||Study Says Half of Media Buyers Will Try Native Advertising in 2013
Native advertising -- like a brand's Tumblr blog or a sponsored tweet -- is generating a lot of hype. A new survey says ad people are ready to take it on en masse, but some wonder if it can scale or if it's just a buzzword.
"Native advertising" is being hailed as the ad format of the future by everyone from venture capitalist Fred Wilson to BuzzFeed founder Jonah Peretti. Now, a survey suggests brands are ready to put down serious money to try it out. This could be good news for web publishers -- as soon as people can agree on what the heck native advertising is.
The survey of 800 advertising insiders by Solve Media (full survey can be accessed here) found that 49 percent of media buyers would buy native advertising and that 14 percent of publishers planned to add a native ad option next year. The survey also found high support for the format among creative agencies and private investors.
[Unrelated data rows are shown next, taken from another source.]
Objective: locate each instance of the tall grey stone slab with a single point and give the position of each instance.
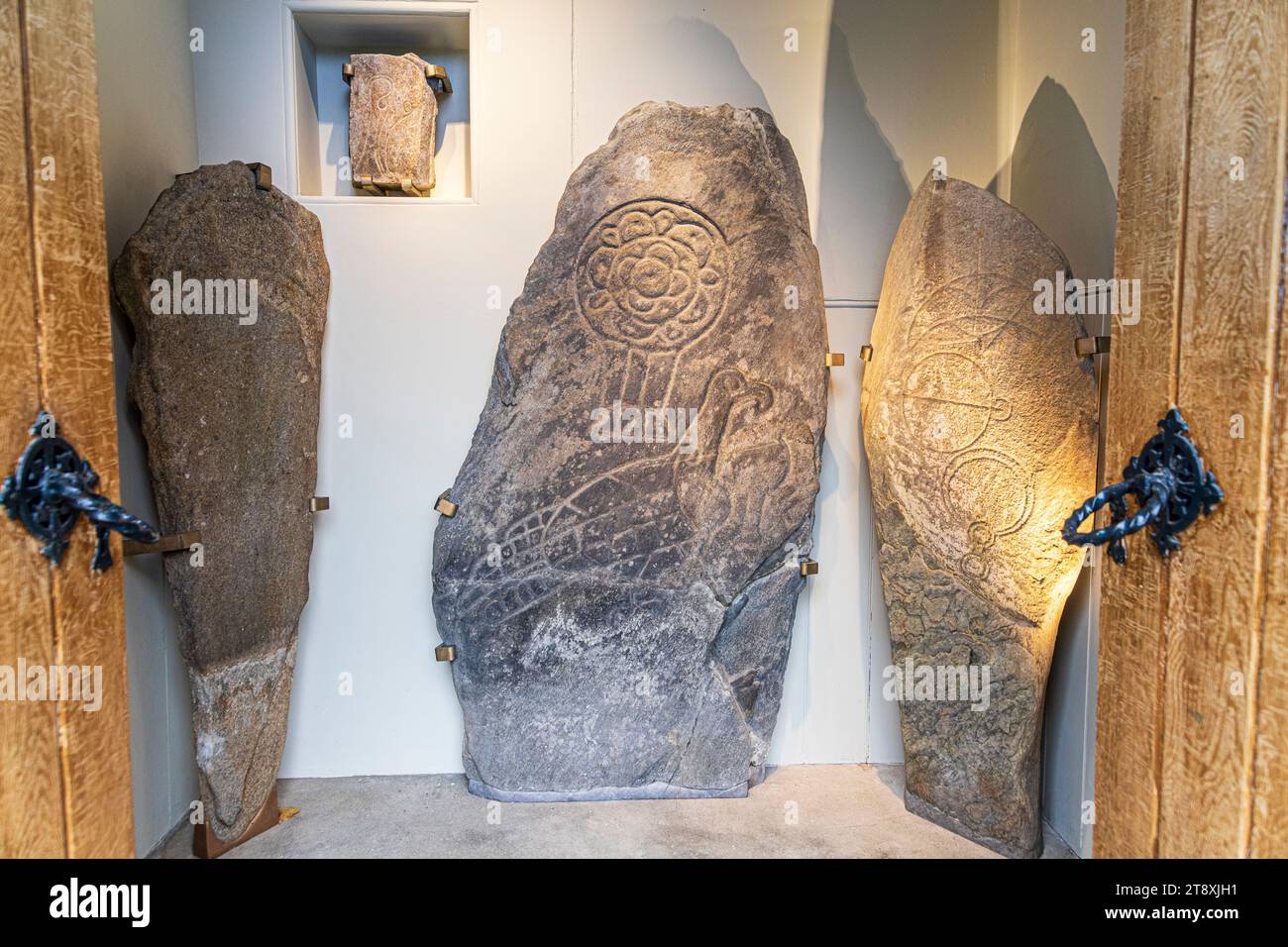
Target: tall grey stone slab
(979, 423)
(621, 603)
(226, 286)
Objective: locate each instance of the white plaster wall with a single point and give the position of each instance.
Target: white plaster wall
(149, 136)
(876, 90)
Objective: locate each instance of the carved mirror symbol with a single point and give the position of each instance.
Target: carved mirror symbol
(651, 279)
(948, 402)
(993, 495)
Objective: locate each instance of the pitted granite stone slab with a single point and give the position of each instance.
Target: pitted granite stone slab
(621, 605)
(228, 395)
(391, 114)
(979, 424)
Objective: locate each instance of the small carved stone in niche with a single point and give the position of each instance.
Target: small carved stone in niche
(619, 589)
(391, 115)
(226, 285)
(979, 423)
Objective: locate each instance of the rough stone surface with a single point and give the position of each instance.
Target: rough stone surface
(230, 410)
(980, 432)
(391, 112)
(622, 611)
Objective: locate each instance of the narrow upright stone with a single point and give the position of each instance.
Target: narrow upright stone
(979, 423)
(621, 575)
(226, 286)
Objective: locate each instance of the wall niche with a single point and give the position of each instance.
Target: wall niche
(320, 38)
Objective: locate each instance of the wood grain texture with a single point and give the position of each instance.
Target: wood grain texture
(76, 386)
(1269, 836)
(1141, 386)
(1216, 592)
(31, 810)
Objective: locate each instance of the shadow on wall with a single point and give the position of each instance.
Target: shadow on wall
(1057, 179)
(711, 72)
(862, 188)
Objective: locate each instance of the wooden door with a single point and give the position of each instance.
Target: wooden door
(64, 771)
(1192, 751)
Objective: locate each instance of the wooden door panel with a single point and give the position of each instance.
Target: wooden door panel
(1192, 716)
(31, 802)
(1227, 368)
(67, 774)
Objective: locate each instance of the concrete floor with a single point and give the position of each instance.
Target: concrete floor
(840, 812)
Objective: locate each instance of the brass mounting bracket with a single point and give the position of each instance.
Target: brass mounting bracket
(1090, 346)
(432, 72)
(171, 543)
(263, 174)
(446, 506)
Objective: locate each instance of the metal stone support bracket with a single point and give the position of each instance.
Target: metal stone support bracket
(446, 506)
(170, 543)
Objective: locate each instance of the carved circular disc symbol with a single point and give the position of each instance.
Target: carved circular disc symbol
(652, 274)
(992, 489)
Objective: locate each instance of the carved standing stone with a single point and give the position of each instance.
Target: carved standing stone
(391, 114)
(619, 602)
(226, 373)
(980, 431)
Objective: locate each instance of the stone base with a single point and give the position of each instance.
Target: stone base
(919, 806)
(604, 793)
(206, 844)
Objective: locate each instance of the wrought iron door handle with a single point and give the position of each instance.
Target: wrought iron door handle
(1170, 486)
(53, 486)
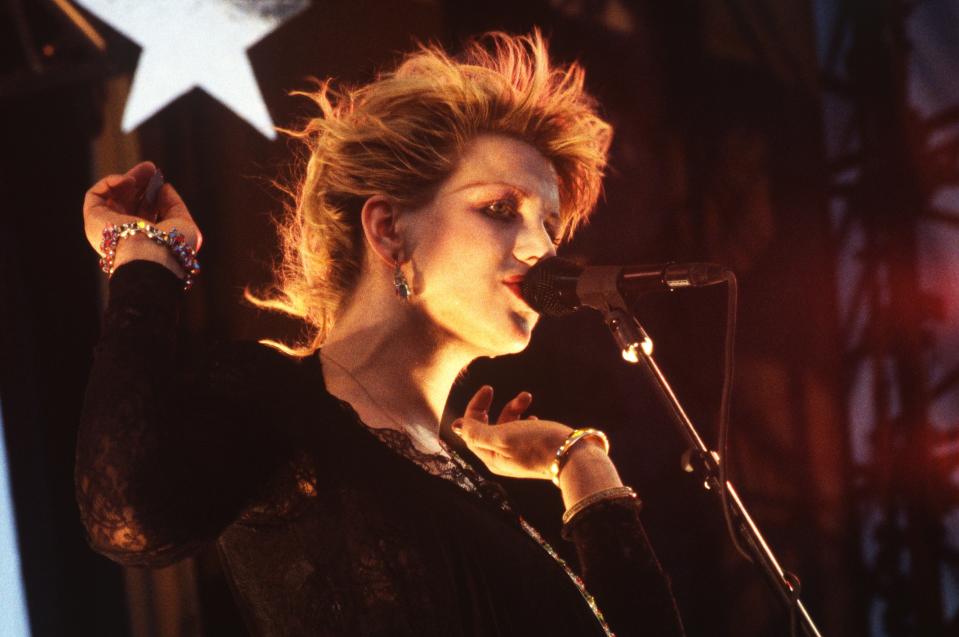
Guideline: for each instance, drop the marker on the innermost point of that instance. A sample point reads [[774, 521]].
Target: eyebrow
[[476, 184]]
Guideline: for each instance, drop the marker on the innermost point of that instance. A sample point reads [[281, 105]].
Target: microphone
[[557, 286]]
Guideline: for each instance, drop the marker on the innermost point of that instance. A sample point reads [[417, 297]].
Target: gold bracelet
[[559, 459], [606, 494]]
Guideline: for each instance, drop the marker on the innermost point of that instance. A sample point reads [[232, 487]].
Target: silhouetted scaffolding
[[888, 166]]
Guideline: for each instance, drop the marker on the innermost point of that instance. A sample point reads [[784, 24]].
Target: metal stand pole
[[637, 348]]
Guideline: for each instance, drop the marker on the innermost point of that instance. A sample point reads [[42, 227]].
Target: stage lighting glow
[[13, 606], [195, 43]]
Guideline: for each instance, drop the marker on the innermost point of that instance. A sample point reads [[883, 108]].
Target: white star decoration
[[195, 43]]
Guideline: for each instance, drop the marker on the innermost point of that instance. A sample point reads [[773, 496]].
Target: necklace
[[476, 481], [424, 441]]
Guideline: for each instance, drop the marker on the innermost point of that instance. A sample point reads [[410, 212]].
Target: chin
[[516, 335]]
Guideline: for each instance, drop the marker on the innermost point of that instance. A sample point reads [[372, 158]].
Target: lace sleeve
[[621, 570], [169, 453]]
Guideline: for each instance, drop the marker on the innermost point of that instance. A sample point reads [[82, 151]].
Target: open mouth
[[515, 289]]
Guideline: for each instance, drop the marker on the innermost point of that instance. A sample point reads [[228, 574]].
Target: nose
[[533, 244]]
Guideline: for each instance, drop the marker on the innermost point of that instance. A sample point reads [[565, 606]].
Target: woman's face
[[492, 219]]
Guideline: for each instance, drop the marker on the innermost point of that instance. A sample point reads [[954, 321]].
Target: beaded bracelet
[[174, 240], [575, 436]]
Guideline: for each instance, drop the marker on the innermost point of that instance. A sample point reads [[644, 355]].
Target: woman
[[320, 473]]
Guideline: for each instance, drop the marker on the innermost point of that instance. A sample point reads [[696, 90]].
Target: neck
[[393, 365]]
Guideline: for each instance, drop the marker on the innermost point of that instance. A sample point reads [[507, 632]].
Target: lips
[[513, 283]]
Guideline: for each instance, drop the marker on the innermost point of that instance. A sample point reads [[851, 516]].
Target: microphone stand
[[637, 348]]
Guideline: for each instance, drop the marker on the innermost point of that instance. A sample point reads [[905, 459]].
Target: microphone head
[[549, 287]]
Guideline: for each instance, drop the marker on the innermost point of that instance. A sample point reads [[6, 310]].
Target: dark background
[[778, 138]]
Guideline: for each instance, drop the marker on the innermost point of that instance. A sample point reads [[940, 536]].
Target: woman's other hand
[[514, 447], [114, 199], [525, 448]]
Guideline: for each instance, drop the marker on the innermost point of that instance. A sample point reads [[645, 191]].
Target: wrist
[[139, 247], [587, 470]]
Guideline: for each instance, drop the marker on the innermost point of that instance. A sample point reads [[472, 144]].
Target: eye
[[553, 229], [502, 209]]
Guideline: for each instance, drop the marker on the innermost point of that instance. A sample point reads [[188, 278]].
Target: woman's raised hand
[[114, 199], [514, 446]]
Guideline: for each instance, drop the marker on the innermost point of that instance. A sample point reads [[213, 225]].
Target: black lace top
[[325, 527]]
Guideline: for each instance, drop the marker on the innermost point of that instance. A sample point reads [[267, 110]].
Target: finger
[[476, 433], [513, 410], [478, 406], [117, 193]]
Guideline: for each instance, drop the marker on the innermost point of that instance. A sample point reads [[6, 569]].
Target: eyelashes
[[506, 210]]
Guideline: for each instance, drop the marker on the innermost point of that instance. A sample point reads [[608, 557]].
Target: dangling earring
[[400, 284]]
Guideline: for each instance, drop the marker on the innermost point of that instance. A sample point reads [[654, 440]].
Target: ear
[[379, 216]]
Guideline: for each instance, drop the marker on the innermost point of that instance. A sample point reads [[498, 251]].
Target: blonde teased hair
[[401, 136]]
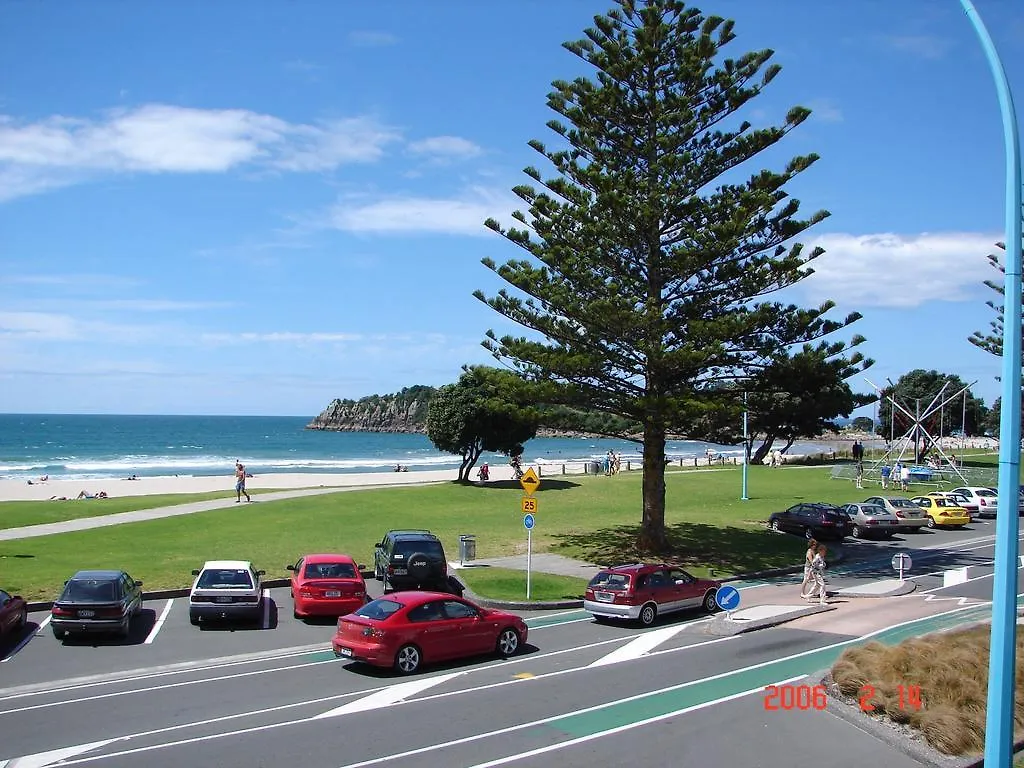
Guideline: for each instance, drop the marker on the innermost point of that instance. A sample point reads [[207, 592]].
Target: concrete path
[[84, 523]]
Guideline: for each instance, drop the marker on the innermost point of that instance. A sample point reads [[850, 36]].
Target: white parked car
[[986, 500], [228, 590]]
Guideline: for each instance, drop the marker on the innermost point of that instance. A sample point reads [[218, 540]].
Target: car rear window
[[224, 579], [379, 609], [610, 582], [329, 570], [90, 591], [431, 549]]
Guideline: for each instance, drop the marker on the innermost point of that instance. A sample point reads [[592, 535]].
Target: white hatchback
[[986, 499], [227, 590]]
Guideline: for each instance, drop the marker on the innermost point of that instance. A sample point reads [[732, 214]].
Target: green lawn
[[590, 517], [508, 584]]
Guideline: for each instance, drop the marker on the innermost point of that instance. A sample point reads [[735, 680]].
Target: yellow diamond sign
[[529, 481]]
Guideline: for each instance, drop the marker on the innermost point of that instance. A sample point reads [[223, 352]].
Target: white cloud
[[900, 270], [372, 39], [445, 147], [462, 215], [162, 138], [925, 46]]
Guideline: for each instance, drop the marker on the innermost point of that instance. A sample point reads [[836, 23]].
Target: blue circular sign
[[727, 598]]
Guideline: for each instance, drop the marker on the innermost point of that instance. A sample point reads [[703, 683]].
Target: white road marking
[[514, 681], [640, 646], [159, 625], [629, 726], [42, 759], [390, 695]]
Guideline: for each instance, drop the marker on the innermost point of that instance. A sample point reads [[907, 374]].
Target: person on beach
[[807, 585], [240, 482], [818, 572]]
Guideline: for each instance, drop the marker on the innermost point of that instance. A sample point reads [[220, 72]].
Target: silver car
[[871, 521], [911, 517]]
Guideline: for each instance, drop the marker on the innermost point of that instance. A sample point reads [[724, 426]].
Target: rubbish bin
[[467, 548]]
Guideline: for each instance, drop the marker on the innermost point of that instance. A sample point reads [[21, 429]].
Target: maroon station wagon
[[642, 591]]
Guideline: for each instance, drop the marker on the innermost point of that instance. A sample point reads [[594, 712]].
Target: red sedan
[[327, 586], [404, 629], [13, 614]]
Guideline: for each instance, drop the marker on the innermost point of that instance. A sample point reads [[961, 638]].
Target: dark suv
[[814, 520], [411, 559]]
Well, great, but what does this actually mean? To its credit, the survey cites skeptics who suggest "native advertising" is just a new name for an old practice.
But Solve Media also makes a strong case that there is something new about native advertising -- namely, ad makers are responding to new types of web publishing by designing ads that fit naturally into the look and context of a company's design: promoted tweets on Twitter, sponsored stories on Facebook, paid discovery on StumbleUpon, and so on. The study also makes a distinction between brand as publishers (i.e., a brand making a Tumblr page) and brands as intermediaries (i.e., a brand buys a Google Adword). You can see the full taxonomy, including pictures, in the full survey.
"It's not a trend, it's a reality," said Solve Media CEO Ari Jacoby, who believes native advertisers will eventually overcome detractors who claim the format is too time-consuming and expensive.
While the question of scale is an issue, my own hunch is that native advertising will grow as brands evaluate the relative ROI of expensive TV ads versus newer platforms. These platforms are also a good way for brands (if they're quick) to ride internet memes like PBS did during the Big Bird controversy.
Solve Media sells sponsored CAPTCHAS, so it obviously had a dog in this fight when it commissioned the study. But the survey, especially the graphics, are worth a look.